Bookkeepers are a dime a dozen. In fact, anyone can open up shop, regardless of the amount of training he or she has had. Add to that, the fact that most business owners are not numbers people, along with the woeful lack of industry regulations, and it’s downright scary what a poor bookkeeper can do to a business, intentionally or not.
I cannot tell you how many times I’ve personally heard about a bookkeeper stealing money from a business and getting away with it for years! Of course the business owner did not know how this could possibly happen because they were not involved.
This type of story is becoming far too common. Therefore, I wanted to point out some of the warning signs that could potentially indicate that this might be happening to you and your business. This list is not meant to be all-inclusive, but if any of this rings true for you, run – don’t walk – to your nearest CPA.
- You don’t have access to your accounting system. Why on earth would you give someone full control of your finances without maintaining access yourself so you can review their work from time-to-time? These are your records and, I believe, your company’s property, so don’t let anyone tell you that you cannot have access to your accounting system.
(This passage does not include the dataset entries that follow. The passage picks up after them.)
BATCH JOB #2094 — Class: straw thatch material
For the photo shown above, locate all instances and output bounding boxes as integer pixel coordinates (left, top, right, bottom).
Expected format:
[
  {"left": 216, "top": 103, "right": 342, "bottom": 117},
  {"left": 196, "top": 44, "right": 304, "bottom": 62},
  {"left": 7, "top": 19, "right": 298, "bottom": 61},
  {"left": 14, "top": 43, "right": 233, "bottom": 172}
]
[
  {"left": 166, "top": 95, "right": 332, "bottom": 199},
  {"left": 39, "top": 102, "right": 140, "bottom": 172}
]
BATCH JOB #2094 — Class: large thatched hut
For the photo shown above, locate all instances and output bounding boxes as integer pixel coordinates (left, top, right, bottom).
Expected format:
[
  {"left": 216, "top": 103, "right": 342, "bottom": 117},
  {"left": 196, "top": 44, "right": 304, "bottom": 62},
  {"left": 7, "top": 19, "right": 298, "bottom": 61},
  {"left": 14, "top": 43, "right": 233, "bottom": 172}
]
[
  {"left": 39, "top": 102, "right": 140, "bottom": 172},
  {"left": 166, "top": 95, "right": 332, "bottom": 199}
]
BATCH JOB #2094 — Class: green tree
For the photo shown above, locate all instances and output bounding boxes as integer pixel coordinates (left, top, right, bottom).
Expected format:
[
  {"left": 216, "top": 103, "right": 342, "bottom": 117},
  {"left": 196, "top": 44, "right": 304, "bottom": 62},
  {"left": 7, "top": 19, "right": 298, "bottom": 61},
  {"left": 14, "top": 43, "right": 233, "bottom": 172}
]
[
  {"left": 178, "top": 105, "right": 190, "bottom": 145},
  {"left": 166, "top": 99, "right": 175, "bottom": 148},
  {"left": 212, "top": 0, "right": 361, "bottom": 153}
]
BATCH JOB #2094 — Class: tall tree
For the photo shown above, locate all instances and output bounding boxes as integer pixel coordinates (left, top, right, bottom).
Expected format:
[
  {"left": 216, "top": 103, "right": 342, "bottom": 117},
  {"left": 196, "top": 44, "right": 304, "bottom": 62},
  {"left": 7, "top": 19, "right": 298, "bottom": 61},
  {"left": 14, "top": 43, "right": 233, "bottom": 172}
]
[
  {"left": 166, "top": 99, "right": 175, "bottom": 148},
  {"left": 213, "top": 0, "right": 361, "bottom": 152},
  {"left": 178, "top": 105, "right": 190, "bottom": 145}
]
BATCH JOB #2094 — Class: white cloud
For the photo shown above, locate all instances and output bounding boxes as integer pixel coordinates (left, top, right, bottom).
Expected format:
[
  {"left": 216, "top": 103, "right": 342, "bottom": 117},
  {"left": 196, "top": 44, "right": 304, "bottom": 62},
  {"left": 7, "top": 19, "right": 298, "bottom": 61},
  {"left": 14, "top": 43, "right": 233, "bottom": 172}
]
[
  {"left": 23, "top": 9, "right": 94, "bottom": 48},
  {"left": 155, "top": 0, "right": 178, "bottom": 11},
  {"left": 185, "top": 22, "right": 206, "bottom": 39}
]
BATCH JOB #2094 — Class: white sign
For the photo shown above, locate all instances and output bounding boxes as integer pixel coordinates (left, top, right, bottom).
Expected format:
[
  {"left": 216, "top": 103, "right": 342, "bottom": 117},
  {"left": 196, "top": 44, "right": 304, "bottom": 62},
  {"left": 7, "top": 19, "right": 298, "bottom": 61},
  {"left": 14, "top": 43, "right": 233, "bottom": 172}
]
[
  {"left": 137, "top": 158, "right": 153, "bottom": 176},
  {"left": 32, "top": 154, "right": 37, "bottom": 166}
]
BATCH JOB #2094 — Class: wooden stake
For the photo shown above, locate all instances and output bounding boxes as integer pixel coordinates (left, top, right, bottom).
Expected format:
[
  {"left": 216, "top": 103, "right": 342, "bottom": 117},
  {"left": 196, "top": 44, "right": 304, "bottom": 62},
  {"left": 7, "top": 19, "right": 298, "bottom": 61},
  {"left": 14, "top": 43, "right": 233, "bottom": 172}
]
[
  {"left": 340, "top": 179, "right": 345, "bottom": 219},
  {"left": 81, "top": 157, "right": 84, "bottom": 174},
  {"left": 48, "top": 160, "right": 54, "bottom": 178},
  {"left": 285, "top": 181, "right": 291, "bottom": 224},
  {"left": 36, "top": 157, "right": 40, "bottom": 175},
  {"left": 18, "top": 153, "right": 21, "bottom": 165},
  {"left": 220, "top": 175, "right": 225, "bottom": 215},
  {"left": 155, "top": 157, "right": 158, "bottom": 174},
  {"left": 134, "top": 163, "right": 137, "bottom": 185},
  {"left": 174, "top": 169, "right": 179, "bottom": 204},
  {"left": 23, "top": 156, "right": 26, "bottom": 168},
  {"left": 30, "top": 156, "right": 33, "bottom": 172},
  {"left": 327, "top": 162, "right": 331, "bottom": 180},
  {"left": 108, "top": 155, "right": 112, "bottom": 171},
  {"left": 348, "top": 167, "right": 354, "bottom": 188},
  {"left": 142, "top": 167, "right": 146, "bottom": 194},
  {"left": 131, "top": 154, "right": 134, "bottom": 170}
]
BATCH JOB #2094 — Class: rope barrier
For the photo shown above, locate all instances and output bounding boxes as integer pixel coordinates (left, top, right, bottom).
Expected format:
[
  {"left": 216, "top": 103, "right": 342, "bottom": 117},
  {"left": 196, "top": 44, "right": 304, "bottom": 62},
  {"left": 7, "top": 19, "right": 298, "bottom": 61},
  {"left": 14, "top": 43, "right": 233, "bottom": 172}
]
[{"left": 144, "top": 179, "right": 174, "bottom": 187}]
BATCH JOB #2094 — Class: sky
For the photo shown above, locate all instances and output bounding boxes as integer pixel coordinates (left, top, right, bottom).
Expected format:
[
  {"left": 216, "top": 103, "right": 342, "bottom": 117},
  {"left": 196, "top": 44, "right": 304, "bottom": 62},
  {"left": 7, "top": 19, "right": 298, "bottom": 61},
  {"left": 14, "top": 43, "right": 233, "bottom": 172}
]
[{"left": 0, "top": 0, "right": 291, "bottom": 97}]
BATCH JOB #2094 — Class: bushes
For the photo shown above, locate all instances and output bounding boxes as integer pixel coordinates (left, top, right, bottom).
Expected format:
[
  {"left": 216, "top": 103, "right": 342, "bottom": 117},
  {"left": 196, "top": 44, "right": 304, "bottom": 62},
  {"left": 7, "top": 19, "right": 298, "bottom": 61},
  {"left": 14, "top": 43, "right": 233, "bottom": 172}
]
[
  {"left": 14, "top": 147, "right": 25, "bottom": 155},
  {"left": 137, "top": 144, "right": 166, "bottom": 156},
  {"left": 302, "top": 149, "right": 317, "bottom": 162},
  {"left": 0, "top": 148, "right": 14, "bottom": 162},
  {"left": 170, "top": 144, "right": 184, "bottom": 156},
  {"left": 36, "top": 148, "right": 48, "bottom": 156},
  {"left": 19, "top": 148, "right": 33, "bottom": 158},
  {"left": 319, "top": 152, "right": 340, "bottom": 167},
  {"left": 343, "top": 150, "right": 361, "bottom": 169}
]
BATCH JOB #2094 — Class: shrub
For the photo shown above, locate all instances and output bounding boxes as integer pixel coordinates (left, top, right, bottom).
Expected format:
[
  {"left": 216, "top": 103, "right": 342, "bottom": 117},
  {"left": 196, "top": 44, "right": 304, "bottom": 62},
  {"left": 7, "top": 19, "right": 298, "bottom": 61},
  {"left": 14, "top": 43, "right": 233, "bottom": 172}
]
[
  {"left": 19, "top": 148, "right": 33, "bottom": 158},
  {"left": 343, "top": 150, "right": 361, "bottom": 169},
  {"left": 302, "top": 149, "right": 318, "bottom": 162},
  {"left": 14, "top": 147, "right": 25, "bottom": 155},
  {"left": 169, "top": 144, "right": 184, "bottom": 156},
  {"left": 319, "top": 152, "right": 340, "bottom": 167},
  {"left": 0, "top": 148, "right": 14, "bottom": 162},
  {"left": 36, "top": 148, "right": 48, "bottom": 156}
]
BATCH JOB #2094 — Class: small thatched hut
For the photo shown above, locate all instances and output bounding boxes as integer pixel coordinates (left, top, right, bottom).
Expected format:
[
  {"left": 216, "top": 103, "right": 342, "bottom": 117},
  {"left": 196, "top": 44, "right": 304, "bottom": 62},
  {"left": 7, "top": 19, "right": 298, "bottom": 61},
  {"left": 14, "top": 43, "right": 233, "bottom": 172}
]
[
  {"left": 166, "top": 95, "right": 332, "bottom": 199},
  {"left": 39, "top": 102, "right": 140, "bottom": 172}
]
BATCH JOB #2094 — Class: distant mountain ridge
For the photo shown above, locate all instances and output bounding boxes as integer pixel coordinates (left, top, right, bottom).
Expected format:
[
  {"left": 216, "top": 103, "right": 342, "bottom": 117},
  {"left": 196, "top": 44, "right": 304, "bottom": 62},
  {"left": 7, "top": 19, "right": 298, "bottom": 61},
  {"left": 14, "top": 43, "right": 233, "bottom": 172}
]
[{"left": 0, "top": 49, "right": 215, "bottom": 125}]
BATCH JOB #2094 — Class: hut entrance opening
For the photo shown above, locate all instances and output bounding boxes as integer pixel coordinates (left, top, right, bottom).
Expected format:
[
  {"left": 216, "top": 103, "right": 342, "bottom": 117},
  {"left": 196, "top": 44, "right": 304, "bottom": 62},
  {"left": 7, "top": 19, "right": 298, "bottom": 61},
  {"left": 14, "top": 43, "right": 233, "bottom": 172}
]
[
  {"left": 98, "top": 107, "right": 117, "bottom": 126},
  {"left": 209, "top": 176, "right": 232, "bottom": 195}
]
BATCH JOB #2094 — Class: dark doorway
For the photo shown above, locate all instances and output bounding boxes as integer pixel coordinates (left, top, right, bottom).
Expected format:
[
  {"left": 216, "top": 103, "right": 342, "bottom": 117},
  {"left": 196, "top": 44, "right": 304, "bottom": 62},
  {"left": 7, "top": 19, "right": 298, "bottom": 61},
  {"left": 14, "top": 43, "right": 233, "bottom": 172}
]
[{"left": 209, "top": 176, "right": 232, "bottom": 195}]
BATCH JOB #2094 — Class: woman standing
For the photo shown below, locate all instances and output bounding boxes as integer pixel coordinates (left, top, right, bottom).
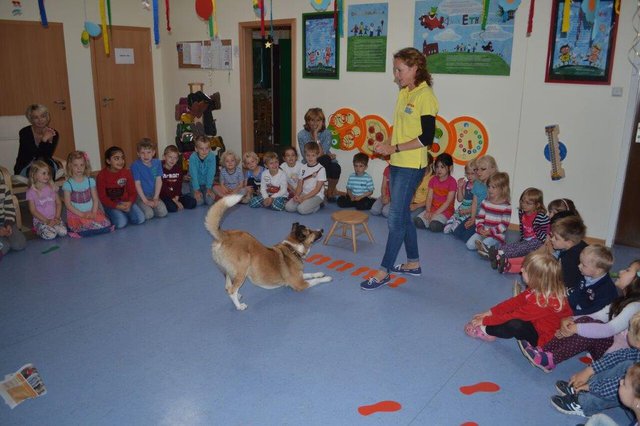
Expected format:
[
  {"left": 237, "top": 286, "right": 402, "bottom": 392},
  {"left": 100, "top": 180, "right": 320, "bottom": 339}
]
[
  {"left": 361, "top": 47, "right": 438, "bottom": 290},
  {"left": 14, "top": 104, "right": 61, "bottom": 182}
]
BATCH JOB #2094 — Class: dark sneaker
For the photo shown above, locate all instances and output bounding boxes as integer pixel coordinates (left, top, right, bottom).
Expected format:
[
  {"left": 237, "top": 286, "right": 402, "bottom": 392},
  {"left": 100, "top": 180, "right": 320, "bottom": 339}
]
[
  {"left": 497, "top": 255, "right": 509, "bottom": 273},
  {"left": 555, "top": 380, "right": 577, "bottom": 397},
  {"left": 475, "top": 240, "right": 490, "bottom": 257},
  {"left": 489, "top": 246, "right": 499, "bottom": 269},
  {"left": 550, "top": 394, "right": 585, "bottom": 417},
  {"left": 413, "top": 216, "right": 427, "bottom": 229},
  {"left": 389, "top": 264, "right": 422, "bottom": 277},
  {"left": 360, "top": 274, "right": 391, "bottom": 291}
]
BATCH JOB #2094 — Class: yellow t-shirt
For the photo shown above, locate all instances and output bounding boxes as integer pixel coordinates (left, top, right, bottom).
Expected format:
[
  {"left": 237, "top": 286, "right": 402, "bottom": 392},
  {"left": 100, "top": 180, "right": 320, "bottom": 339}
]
[
  {"left": 411, "top": 172, "right": 432, "bottom": 205},
  {"left": 390, "top": 81, "right": 438, "bottom": 169}
]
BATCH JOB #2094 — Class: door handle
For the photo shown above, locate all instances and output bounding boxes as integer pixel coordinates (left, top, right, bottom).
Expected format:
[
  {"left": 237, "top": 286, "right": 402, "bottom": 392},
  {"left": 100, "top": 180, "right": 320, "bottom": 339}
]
[
  {"left": 102, "top": 97, "right": 115, "bottom": 107},
  {"left": 53, "top": 99, "right": 67, "bottom": 110}
]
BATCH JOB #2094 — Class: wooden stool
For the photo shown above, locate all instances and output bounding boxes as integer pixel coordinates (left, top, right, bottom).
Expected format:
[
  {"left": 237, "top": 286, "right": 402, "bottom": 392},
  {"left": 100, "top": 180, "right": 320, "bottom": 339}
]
[{"left": 323, "top": 210, "right": 374, "bottom": 253}]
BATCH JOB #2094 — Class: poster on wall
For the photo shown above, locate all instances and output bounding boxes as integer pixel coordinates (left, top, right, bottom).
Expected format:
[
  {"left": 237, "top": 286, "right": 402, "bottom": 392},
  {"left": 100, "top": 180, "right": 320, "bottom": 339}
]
[
  {"left": 413, "top": 1, "right": 516, "bottom": 76},
  {"left": 545, "top": 0, "right": 619, "bottom": 85},
  {"left": 346, "top": 3, "right": 388, "bottom": 72},
  {"left": 303, "top": 12, "right": 339, "bottom": 79}
]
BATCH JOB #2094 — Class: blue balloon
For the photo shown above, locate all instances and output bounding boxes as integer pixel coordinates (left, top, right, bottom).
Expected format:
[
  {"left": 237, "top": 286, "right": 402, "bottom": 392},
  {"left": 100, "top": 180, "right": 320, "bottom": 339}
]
[{"left": 85, "top": 21, "right": 101, "bottom": 37}]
- Your bookkeeper gets defensive when you start asking questions or requesting information. If you ask to see a profit & loss statement, a bank detail report, or any type of banking or financial document and you get an attitude in response, this is a red flag. No one should be so protective of his or her work that you cannot review it. If you are met with such resistance, the reason is probably because your books are a complete mess and the bookkeeper does not want to get fired. This goes back to #1. You should not even have to ask; you should have full access to your records at all times.
- Your bookkeeper does not prepare bank and credit card reconciliations. This is one of the most basic bookkeeping tasks for any business. Why? Because it is your checks-and-balance system. It is the way you know if you have everything in your financial system that should be there – nothing more or less. These reconciliations should be done monthly, and I advise you get copies of them. This shows your cleared and outstanding checks, deposits and all other transactions, providing a great snapshot of your business transactions.
- Your bookkeeper adds adjustments to the reconciliations. The reconciliation is a comparison between your records and those of the bank. Like I said in #3, it is your checks-and-balance. If you see reconciliation adjustments, your bookkeeper is doing something wrong. A bookkeeper should aim to NEVER have an adjustment, because that means he or she did not account for something properly. Instead of giving up and saying, “Oh well, I missed something,” make sure your bookkeeper finds the adjustment and enters it into the system correctly.
- There are crazy descriptions within different transactions. I’ve seen descriptions like, “Opening balance?” before. There is NO reason for a question mark here! Regularly review your transaction descriptions so you really get a sense if your bookkeeper knows what he or she is doing. If you never see any descriptions, you see odd descriptions or there are a lot of journal entries, this should be another red flag.
Stay on top of your business’ financial well-being by requesting monthly reports from your bookkeeper and giving them the once-over sniff test to make sure they do not smell bad. I also recommend you hire both a bookkeeper AND a tax CPA, and that they come from separate firms. This provides yet another checks-and-balance layer. A bookkeeper and a CPA from different firms will wind up checking each others work more thoroughly, and should notify you if they see something awry.
As a business owner, you have the responsibility to look over your bookkeeper’s shoulder from time-to-time. Remember that it is your business and your shirt if something goes wrong.